Real Estate Tax Abatements in New Hampshire: All the Dates You Need to Know
New Hampshire is just one of the many states in the U.S. where filing a tax abatement application puts the burden of proof on the tax payer. The tax abatement process can be confusing and cumbersome, but the following timeline will help all parties involved be more readily prepared.
Prior Tax Year
April 1 – This is the valuation date for all real estate in a given municipality.
Current Tax Year
March 1 – This is the deadline for property owners to file a tax abatement for the previous tax year. The property owner or taxpayer needs to prove that the property’s tax assessed valued (after being adjusted for equalization) is greater than its market value. Providing such verification is not something the average tax payer is able to without assistance.
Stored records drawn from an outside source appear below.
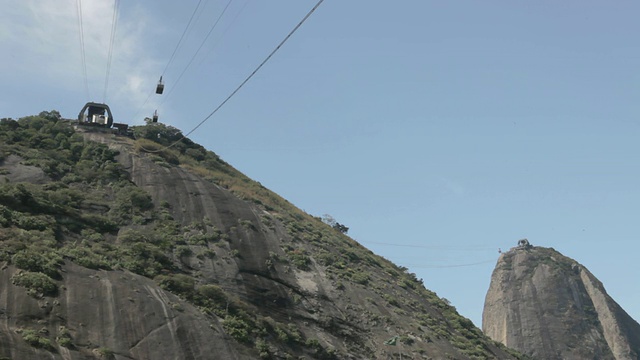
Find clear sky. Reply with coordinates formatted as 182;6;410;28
0;0;640;326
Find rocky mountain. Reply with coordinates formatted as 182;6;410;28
0;111;522;360
482;240;640;360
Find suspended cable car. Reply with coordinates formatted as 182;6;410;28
156;76;164;94
78;102;113;128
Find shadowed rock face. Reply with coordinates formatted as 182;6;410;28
0;128;517;360
482;246;640;360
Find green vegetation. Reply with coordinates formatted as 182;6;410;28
0;112;524;359
11;271;58;297
17;329;56;351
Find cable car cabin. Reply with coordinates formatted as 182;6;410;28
156;76;164;94
78;102;113;128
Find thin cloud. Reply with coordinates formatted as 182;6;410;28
0;0;160;114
Hiring an appraiser is the most common practice for property owners to determine value; which can also be submitted as credible evidence to municipalities.
July 1 – Once the application has been filed with the municipality, the assessor will review the submitted documentation and make a determination. There is an approximate 120 day time frame for review, and this date is the deadline for the municipality to grant or deny the request. There is the unfortunate risk that the municipality takes no action, which causes the application to be denied.
September 1 – Although the application can be denied for various reasons including lack of action by the municipality, the tax payer has approximately 60 days with a final due date of September 1st to file an appeal with the Superior Court or the Board of Land and Tax Appeals (BTLA)(but not with both). Prior to filing an appeal, one of the following circumstances must have also occurred:
The municipality provided a written decision of denial.
The municipality neglected responding in a timely manner by July 1st; equating to an automatic denial.
Please keep in mind that if the municipality fails to respond to abatement application, the September 1st deadline is non-negotiable and the burden is again on the tax payer to file accordingly.
If the tax payer chooses to file an appeal with the BTLA, a questionnaire will be sent to the corresponding municipality to acquire certain information, including whether a timely abatement application was filed. If the deadline was missed, the BTLA will eventually dismiss the appeal.
The taxpayer will still be offered the option to give verification of a timely filing before the occurrence of dismissal. In the event of timely filed applications, the BTLA will process the appeal accordingly and order all involved parties to resolve through Mediation if possible. Incidentally, if the parties fail to come to a resolution, the appeal will be scheduled for a hearing.